Sehr lange ist mir die Zeit geworden die mir kein Lebenszeichen von Ihnen gebracht hat. Ich habe das Unglück zwar schon von weitem geahndet, weil die Kälte gar zu streng war – aber es ist doch, als sollte es nicht seyn, daß wir solange nichts von einander hören, und es ist recht gut, daß es so ist!

Für die mannichfaltige interessante Nachrichten, die Sie mir beyde von Ihren Beschäftigungen geben, kann ich Ihnen nichts ähnliches erwiedern, denn meine Existenz war bisher noch die alte, Arbeit ohne Geistesgenuß. Das dringendste ist seit gestern vorbey, und nun werde ich auch mehr Menschen sehen.

Aber Eine Nachricht von mir kann und muß ich Ihnen doch geben, weil Sie leider eine meiner schönsten Hofnungen für eine Zeitlang zu Grund richten wird. Es ist beynahe schon richtig, dass ich als Professor der Geschichte künftiges Frühjahr nach Jena gehe. So sehr es im ganzen mit meinen Wünschen übereinstimmt, so wenig bin ich von der Geschwindigkeit erbaut, womit es betrieben wird; aber er Abgang Eichhorns machte es in mehrerem Betracht nothwendig. Ich selbst habe keinen Schritt in der Sache gethan, habe mich aber übertölpeln lassen, und jezt, da es zu spät ist, möchte ich gerne zurücktreten. Man hatte mich vorher sondirt und gleich den Tag darauf wurde es an unsern Herzog nach Gotha geschrieben, der es an dem dortigen Hof gleich einleitete. Jezt ligt es schon in Coburg, Meinungen u. Hildburgh. Und ist vielleicht in 3 Wochen entschieden. Mir hat Göthe vor einigen Tagen schon eine schriftliche Erklärung communicirt, die an ihn von Seiten der Regierung gekommen ist, wo mir schon gesagt wird, dass ich meine Einrichtung machen möchte, weil es so gut als entschieden sey.

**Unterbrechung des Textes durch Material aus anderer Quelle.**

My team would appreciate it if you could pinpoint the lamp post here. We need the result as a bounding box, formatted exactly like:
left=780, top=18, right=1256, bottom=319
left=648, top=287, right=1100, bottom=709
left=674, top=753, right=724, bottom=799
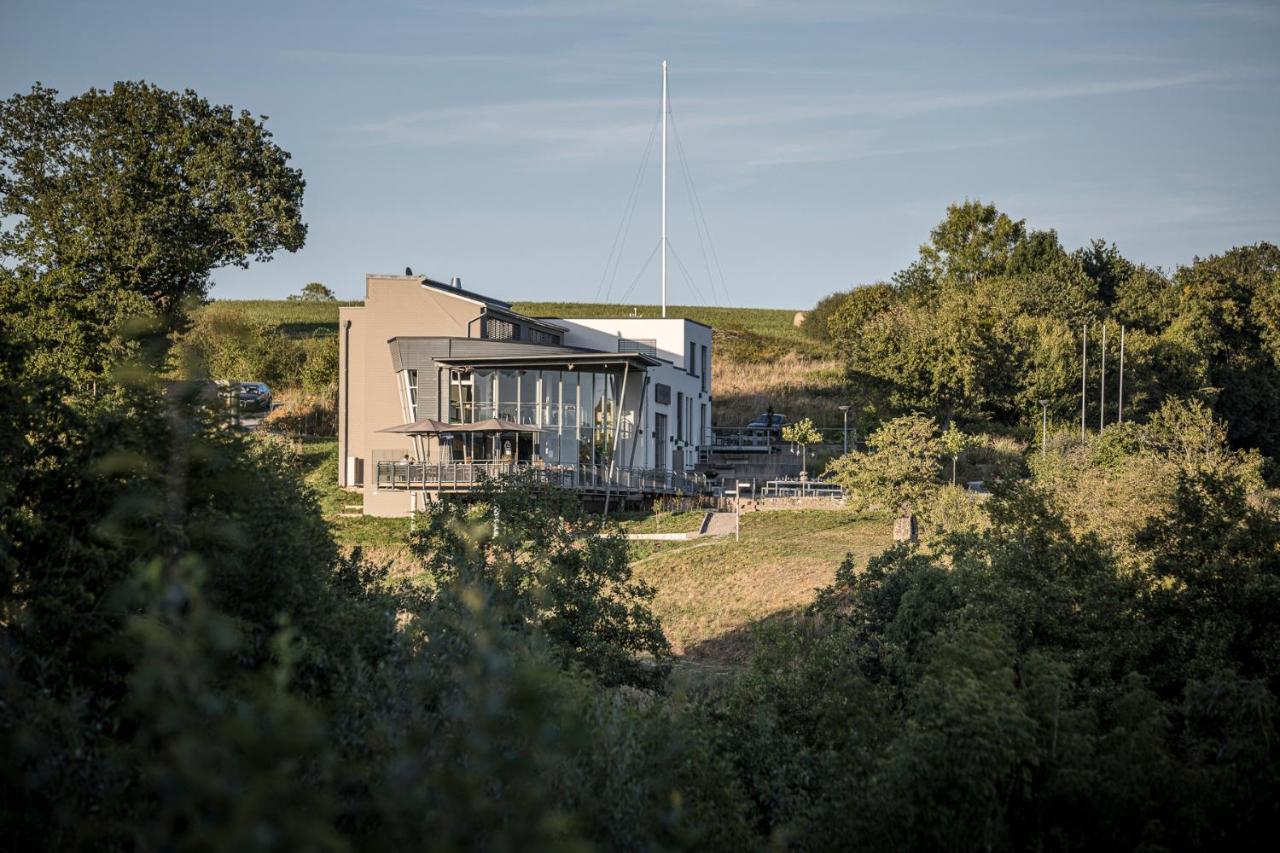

Also die schönen paar Jahre von Unabhängigkeit die ich mir träumte sind dahin, mein schöner künftiger Sommer in Rudolstadt ist auch fort; und dieß alles soll mir ein heilloser Catheder ersetzen! Das beste an dieser Sache ist doch immer die Nachbarschaft mit Ihnen. Ich rechne darauf, daß Sie mir diesen Sommer eine himmlische Erscheinung in Jena seyn werden, weil ich das erste Jahr zuviel zu thun und zu lesen habe, um noch etwas Zeit für die Wünsche meines Herzens übrig zu behalten. Dafür verspreche ich Ihnen, die folgende Jahre Ihnen diesen Liebesdienst wett zu machen. Ist für mich nur erst ein Jahr überstanden, so lies’s sichs alsdann im Schlafe, und ich habe meine Seele wieder frey. Versprechen Sie mir in Ihrem nächsten Briefe, mit diesen Wunsch zu erfüllen.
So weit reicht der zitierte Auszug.